Marine wife's charity passes $50 million mark
WASHINGTON — In the early days of the Iraq War, Karen Guenther, a nurse and Marine wife, was deeply moved by the sacrifices of the first wounded Marines and sailors who came home from the war.
As her husband marched on Baghdad, Guenther teamed up with other military spouses and hospital employees at Camp Pendleton, Calif., to run welcome home events at the naval hospital. They put together gift bags for wounded troops and their families. They helped families who couldn’t afford to stay with their wounded servicemembers. They raised money to buy a special van for a Marine lance corporal who had been paralyzed from the neck down.
The war stretched on. The needs increased. Their organization grew.
This week, the group that Guenther started, the Semper Fi Fund, announced that it has passed a remarkable milestone. In less than seven years since the group officially launched in late 2004, they have raised and given away more than $50 million to wounded servicemembers and their families.
“We started with just $500,” Guenther said Wednesday. “My first book was ‘Nonprofits for Dummies.’ We taught ourselves. It’s amazing. ... We never envisioned a big nonprofit. We were just helping those right in front of us.”
The Semper Fi Fund helps wounded servicemembers and families with immediate financial needs, along with ongoing things like home modifications, specialized transportation such as the Marine’s van, and other equipment.
The group got a double dose of cash and publicity earlier this year when former TV host Bob Barker donated $2 million to its efforts.
“We put it to good use,” Guenther said, but added that most of the group’s donations are much smaller.

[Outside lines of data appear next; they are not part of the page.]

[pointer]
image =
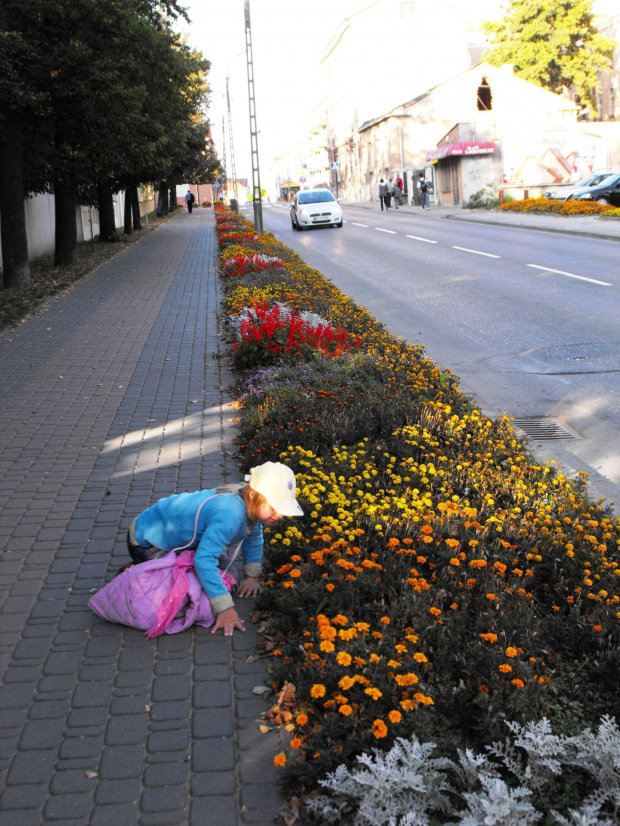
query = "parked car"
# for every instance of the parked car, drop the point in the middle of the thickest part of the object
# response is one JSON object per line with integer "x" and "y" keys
{"x": 607, "y": 192}
{"x": 315, "y": 208}
{"x": 565, "y": 192}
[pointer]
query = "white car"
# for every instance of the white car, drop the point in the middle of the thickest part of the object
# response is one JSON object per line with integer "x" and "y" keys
{"x": 565, "y": 192}
{"x": 315, "y": 208}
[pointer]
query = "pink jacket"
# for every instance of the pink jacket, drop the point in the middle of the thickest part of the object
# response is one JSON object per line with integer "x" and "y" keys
{"x": 161, "y": 595}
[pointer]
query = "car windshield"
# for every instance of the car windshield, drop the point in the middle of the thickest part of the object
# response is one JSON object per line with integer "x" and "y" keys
{"x": 598, "y": 179}
{"x": 315, "y": 197}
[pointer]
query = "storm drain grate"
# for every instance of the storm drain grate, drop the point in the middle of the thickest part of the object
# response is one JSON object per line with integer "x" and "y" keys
{"x": 545, "y": 427}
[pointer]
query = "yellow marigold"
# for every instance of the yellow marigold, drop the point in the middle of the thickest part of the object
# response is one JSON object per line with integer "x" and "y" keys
{"x": 379, "y": 729}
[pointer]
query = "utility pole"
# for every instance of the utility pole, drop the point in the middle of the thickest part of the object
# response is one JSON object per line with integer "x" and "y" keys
{"x": 224, "y": 173}
{"x": 233, "y": 171}
{"x": 256, "y": 196}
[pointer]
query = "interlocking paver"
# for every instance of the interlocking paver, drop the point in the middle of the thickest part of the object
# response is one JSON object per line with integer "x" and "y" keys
{"x": 111, "y": 399}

Take out a handful of big gifts such as Barker’s, she said, and the average donation is $35.
The Semper Fi Fund has about 120 volunteers around the world, most of them military spouses, who process 45 requests each day to help wounded military veterans and their families. The fund focuses on Marines and members of the other services who were wounded while attached to Marine units.
While building the organization, Guenther continued to live the life of a military spouse. She and her husband, Lt. Col. Glenn Guenther, who is currently assigned to Marine Corps Recruit Depot San Diego, moved five times in the first seven years of the organization’s existence, she said.
Buoyed as she is by the organization’s growth, Guenther said she worries about keeping the momentum going and being able to help catastrophically wounded veterans for the rest of their lives.
“We’re going to need a lot more support,” she said. “It’s going to be tougher to get donations once we come out of Afghanistan and these stories are not on the front page. But at the same time our servicemembers are going to need our support more than ever. My hope and dream is that we always have the funds to support them.”